The performance of CPU-bound workloads might not improve with column partitioning.
- A potentially significant negative performance impact on INSERT operations for a column-partitioned table or join index, especially for single-row INSERT operations, but less so for bulk insert operations such as array INSERT and INSERT … SELECT statements.
- A potentially significant negative performance impact for UPDATE operations that select more than a small subset of rows to be updated, as described by the first 2 bullets. Teradata Database does update operations as a DELETE operation followed by an INSERT operation; therefore, all the columns of rows selected for UPDATE operations must be accessed.
There is a range of from 1 or more orders of magnitude of improved performance to 1 or more orders of magnitude of degraded performance for accessing and updating column-partitioned tables.

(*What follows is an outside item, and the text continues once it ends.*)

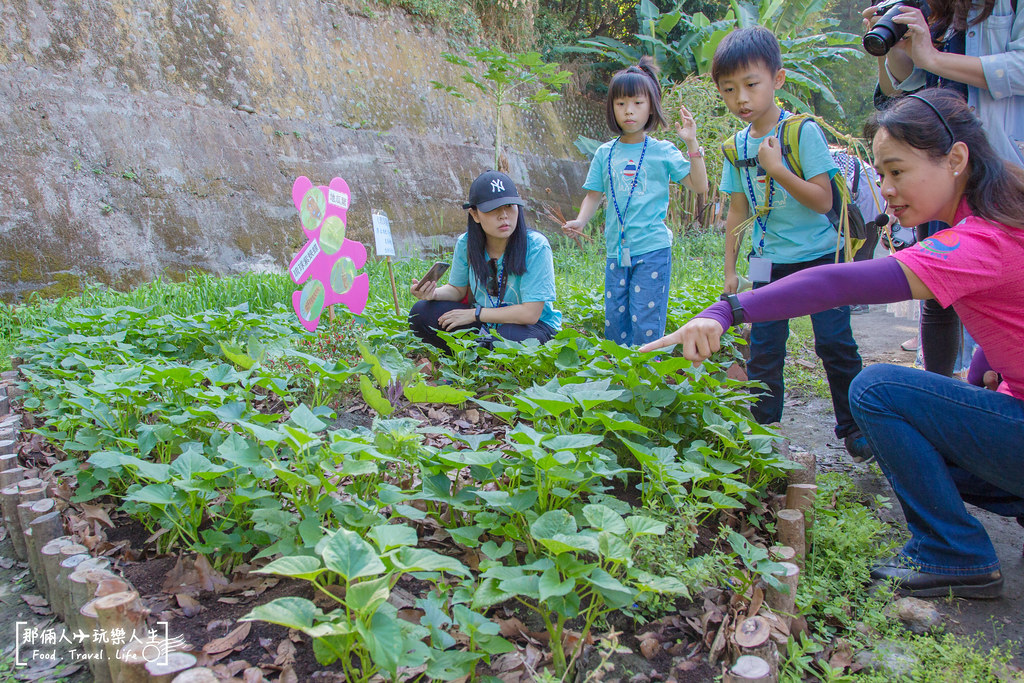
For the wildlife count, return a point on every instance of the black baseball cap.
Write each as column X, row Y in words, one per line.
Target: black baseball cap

The greatest improvement occurs when there is a highly selective predicate on a column in a single-column partition of a table with hundreds or thousands of columns and only a few columns are projected.
The worst case is when a query is not very selective, most or all of the columns in the table are projected, there are thousands of column partitions, only 8 available column partition contexts, and the table is row-partitioned in a way that there are very few rows in a populated partition.